Running is a method of terrestrial locomotion by which humans and other animals move rapidly on foot. Running is a gait with an aerial phase in which all feet are above the ground (though there are exceptions).[1] This is in contrast to walking, where one foot is always in contact with the ground, the legs are kept mostly straight, and the center of gravity vaults over the stance leg or legs in an inverted pendulum fashion.[2] A feature of a running body from the viewpoint of spring-mass mechanics is that changes in kinetic and potential energy within a stride co-occur, with energy storage accomplished by springy tendons and passive muscle elasticity.[3] The term "running" can refer to a variety of speeds ranging from jogging to sprinting.
It is hypothesized that the ancestors of humankind developed the ability to run for long distances about 2.6 million years ago, probably to hunt animals.[5][6] Competitive running grew out of religious festivals in various areas. Records of competitive racing date back to the Tailteann Games in Ireland between 632 BCE and 1171 BCE,[7][8][9] while the first recorded Olympic Games took place in 776 BCE. Running has been described as the world's most accessible sport.[10]

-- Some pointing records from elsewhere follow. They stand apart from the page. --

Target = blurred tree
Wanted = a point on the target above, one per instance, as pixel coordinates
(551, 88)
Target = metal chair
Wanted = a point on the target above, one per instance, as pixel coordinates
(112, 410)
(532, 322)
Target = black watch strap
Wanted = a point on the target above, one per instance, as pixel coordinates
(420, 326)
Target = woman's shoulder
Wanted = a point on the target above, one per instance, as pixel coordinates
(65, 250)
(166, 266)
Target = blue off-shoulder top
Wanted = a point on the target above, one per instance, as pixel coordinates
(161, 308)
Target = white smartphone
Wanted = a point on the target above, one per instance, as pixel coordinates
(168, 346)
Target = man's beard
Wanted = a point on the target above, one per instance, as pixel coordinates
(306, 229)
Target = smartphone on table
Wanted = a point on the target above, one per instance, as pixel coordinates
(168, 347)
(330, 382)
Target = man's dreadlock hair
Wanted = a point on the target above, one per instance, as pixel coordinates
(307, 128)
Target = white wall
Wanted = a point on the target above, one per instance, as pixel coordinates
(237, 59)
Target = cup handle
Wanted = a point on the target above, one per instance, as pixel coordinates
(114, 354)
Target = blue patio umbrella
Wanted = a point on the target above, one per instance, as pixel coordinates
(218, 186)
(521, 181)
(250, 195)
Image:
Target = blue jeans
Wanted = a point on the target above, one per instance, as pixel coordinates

Running Games Apk Free Download
Download File 🔥 https://ssurll.com/2yGBdw 🔥
Early humans most likely developed into endurance runners from the practice of persistence hunting of animals, the activity of following and chasing until a prey is too exhausted to flee, succumbing to "chase myopathy" (Sears 2001), and that human features such as the nuchal ligament, abundant sweat glands, the Achilles tendons, big knee joints and muscular glutei maximi, were changes caused by this type of activity (Bramble & Lieberman 2004, et al.).[12][13][14] The theory as first proposed used comparative physiological evidence and the natural habits of animals when running, indicating the likelihood of this activity as a successful hunting method. Further evidence from observation of modern-day hunting practices also indicated this likelihood (Carrier et al. 1984).[14][15] According to Sears (p. 12) scientific investigation (Walker & Leakey 1993) of the Nariokotome skeleton provided further evidence for the Carrier theory.[16]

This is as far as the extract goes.